There exist, therefore, certain definite tests for the work of the decorative artist. Does the design fit its place and material? Is it in scale with its surroundings and in harmony with itself? Is it fair and lovely in colour? Has it beauty and invention? Has it thought and poetic feeling? These are the demands a decorator has to answer, and by his answer he must stand or fall; but such questions show that the scope of decoration is no mean one.
It must be acknowledged that a mixed exhibition does not easily afford the fairest or completest tests of such qualities. An exhibition is at best a compromise, a convenience, a means of comparison, and to enable work to be shown to the public; but of course is, after all, only really and properly exhibited when it is in the place and position and light for which it was destined. The tests by which to judge a designer's work are only complete then.
As the stem and branches to the leaves, flowers, and fruit of a tree, so is design to painting. In decoration one cannot exist without the other, as the beauty of a figure depends upon the well-built and well-proportioned skeleton and its mechanism.
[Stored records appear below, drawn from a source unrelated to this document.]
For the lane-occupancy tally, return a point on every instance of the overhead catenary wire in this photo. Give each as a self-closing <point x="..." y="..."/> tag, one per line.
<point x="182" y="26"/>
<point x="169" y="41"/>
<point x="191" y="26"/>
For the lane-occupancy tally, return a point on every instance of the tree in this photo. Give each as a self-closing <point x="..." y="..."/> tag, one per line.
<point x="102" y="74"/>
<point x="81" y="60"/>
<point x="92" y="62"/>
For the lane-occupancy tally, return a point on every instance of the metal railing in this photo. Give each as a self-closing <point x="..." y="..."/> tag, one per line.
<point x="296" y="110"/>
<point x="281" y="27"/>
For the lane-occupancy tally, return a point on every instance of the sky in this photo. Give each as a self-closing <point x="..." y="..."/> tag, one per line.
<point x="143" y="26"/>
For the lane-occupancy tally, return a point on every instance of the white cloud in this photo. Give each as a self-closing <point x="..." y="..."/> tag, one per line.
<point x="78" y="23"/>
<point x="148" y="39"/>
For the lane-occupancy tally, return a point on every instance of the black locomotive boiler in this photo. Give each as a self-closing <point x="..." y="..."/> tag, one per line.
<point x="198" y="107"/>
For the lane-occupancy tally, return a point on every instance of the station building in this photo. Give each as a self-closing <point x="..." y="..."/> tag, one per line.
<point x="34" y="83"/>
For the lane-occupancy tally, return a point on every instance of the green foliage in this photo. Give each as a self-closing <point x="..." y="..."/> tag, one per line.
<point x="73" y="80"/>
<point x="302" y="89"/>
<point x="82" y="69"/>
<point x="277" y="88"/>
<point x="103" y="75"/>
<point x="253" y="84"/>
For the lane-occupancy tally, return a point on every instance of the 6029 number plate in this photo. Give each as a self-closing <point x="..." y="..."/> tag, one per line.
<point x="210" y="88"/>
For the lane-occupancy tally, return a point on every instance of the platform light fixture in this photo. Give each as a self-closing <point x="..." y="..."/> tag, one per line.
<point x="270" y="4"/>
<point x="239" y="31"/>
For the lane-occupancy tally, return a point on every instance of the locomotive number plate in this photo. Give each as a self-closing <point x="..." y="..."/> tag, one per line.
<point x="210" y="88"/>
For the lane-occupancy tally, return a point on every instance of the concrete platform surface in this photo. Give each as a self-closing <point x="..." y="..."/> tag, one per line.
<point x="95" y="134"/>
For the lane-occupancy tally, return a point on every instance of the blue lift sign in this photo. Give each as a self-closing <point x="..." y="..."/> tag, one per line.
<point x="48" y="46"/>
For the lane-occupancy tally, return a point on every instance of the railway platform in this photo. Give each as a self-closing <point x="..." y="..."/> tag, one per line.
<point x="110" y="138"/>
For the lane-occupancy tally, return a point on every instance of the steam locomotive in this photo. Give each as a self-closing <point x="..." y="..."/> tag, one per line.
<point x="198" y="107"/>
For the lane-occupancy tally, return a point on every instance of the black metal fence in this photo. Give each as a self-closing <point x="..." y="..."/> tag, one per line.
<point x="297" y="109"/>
You cannot separate a house from its plan and foundations. So it is in decoration; often thought of lightly as something trivial and superficial, a merely aimless combination of curves and colours, or a mere réchauffé of the dead languages of art, but really demanding the best thought and capacity of a man; and in the range of its application it is not less comprehensive.
The mural painter is not only a painter, but a poet, historian, dramatist, philosopher. What should we know, how much should we realise, of the ancient world and its life without him, and his brother the architectural sculptor? How would ancient Egypt live without her wall paintings—or Rome, or Pompeii, or Mediæval Italy? How much of beauty as well as of history is contained in the illuminated pages of the books of the Middle Ages!
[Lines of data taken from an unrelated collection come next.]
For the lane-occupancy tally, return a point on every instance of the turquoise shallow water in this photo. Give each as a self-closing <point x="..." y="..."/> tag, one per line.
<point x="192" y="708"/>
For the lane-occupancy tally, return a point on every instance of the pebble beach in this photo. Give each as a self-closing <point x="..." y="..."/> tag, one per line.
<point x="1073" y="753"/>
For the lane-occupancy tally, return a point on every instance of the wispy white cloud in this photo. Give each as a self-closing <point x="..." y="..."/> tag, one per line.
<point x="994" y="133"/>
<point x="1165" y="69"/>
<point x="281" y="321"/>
Some modern essays in mural painting show that the habit of mind and method of work fostered by the production of trifles for the picture market is not favourable to monumental painting. Neither the mood nor the skill, indeed, can be grown like a mushroom; such works as the Sistine Chapel, the Stanzi of Raphael, or the Apartimenti Borgia, are the result of long practice through many centuries, and intimate relationship and harmony in the arts, as well as a certain unity of public sentiment.
The true soil for the growth of the painter in this higher sense is a rich and varied external life: familiarity from early youth with the uses of materials and methods, and the hand facility which comes of close and constant acquaintanceship with the tools of the artist, who sums up and includes in himself other crafts, such as modelling, carving, and the hammering of metal, architectural design, and a knowledge of all the ways man has used to beautify and deck the surroundings and accessories of life to satisfy his delight in beauty.
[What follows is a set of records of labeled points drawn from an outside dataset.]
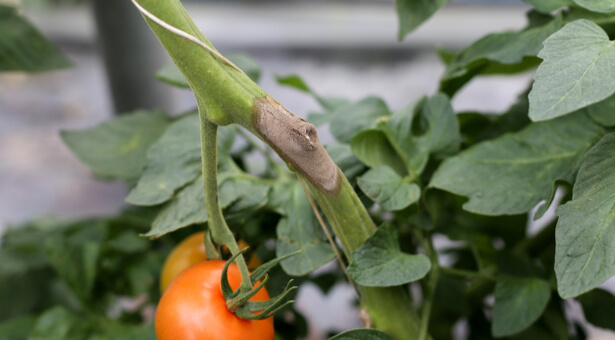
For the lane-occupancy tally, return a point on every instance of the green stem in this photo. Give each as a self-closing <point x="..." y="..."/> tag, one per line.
<point x="227" y="96"/>
<point x="220" y="231"/>
<point x="467" y="273"/>
<point x="432" y="284"/>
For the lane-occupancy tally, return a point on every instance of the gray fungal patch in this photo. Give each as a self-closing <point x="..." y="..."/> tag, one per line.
<point x="296" y="141"/>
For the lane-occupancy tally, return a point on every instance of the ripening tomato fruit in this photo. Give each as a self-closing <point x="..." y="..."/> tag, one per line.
<point x="189" y="252"/>
<point x="193" y="308"/>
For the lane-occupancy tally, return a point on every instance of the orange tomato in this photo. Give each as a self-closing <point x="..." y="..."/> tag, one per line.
<point x="187" y="253"/>
<point x="190" y="252"/>
<point x="193" y="308"/>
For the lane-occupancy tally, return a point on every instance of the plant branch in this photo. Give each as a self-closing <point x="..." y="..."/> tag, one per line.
<point x="185" y="35"/>
<point x="220" y="232"/>
<point x="467" y="273"/>
<point x="329" y="238"/>
<point x="432" y="284"/>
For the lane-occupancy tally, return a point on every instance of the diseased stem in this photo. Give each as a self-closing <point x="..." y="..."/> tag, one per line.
<point x="227" y="96"/>
<point x="220" y="232"/>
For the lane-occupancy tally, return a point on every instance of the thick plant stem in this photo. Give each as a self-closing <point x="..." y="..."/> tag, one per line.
<point x="217" y="225"/>
<point x="227" y="96"/>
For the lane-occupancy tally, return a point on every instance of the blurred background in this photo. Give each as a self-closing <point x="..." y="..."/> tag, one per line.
<point x="343" y="48"/>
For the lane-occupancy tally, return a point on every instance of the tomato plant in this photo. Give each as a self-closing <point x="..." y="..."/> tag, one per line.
<point x="376" y="198"/>
<point x="189" y="252"/>
<point x="193" y="308"/>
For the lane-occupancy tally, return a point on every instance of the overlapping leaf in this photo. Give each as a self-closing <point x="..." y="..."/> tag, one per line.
<point x="23" y="47"/>
<point x="174" y="161"/>
<point x="237" y="192"/>
<point x="171" y="75"/>
<point x="603" y="112"/>
<point x="585" y="233"/>
<point x="118" y="148"/>
<point x="602" y="6"/>
<point x="513" y="173"/>
<point x="342" y="156"/>
<point x="519" y="302"/>
<point x="373" y="148"/>
<point x="548" y="6"/>
<point x="396" y="143"/>
<point x="599" y="308"/>
<point x="508" y="52"/>
<point x="439" y="135"/>
<point x="576" y="72"/>
<point x="353" y="118"/>
<point x="298" y="230"/>
<point x="362" y="334"/>
<point x="386" y="188"/>
<point x="379" y="262"/>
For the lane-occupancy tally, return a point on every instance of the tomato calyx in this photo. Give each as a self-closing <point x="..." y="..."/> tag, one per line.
<point x="237" y="300"/>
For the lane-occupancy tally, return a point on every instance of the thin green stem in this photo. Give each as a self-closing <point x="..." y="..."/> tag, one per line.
<point x="432" y="284"/>
<point x="467" y="273"/>
<point x="220" y="231"/>
<point x="329" y="237"/>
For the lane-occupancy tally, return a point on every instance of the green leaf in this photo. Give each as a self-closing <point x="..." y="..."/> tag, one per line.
<point x="585" y="232"/>
<point x="294" y="81"/>
<point x="379" y="262"/>
<point x="76" y="264"/>
<point x="412" y="13"/>
<point x="299" y="230"/>
<point x="598" y="307"/>
<point x="548" y="6"/>
<point x="172" y="162"/>
<point x="515" y="172"/>
<point x="243" y="194"/>
<point x="603" y="112"/>
<point x="18" y="328"/>
<point x="23" y="47"/>
<point x="498" y="53"/>
<point x="519" y="302"/>
<point x="584" y="51"/>
<point x="342" y="156"/>
<point x="353" y="118"/>
<point x="187" y="208"/>
<point x="247" y="64"/>
<point x="362" y="334"/>
<point x="439" y="131"/>
<point x="386" y="188"/>
<point x="175" y="160"/>
<point x="118" y="148"/>
<point x="372" y="147"/>
<point x="171" y="75"/>
<point x="602" y="6"/>
<point x="58" y="324"/>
We know that painting was strictly an applied art in its earlier history, and all through the Middle Ages painters were in close alliance with the other crafts of design, and their work in one craft no doubt reacted on and influenced that in another, while each was kept distinct. At all events, painters like Albert Dürer and Holbein were also masters of design in all ways.
Through the various arts and crafts of the Greek, Mediæval, or Early Renaissance periods, there is evident, from the examples which have come down to us, a certain unity and common character in design, asserting itself through all diverse individualities: each art is kept distinct, with a complete recognition of the capacity and advantages of its own particular method and purpose.
In our age, for various reasons (social, commercial, economic), the specialised and purely pictorial painter is dominant. His aims and methods influence other arts and crafts, but by no means advantageously as a rule; since, unchecked by judicious ideas of design, attempts are made in unsuitable materials to produce so-called realistic force, and superficial and accidental appearances dependent on peculiar qualities of lighting and atmosphere, quite out of place in any other method than painting, or in any place but an easel picture.
From such tendencies, such influences as these, in the matter of applied art and design, we are striving to recover. One of the first results is, perhaps, this apparently artificial distinction between decorative and other painting. But along with this we have painters whose easel pictures are in feeling and treatment quite adaptable as wall and panel decorations, and they are painters who, as a rule, have studied other methods in art, and drawn their inspiration from the mode of Mediæval or Early Renaissance times.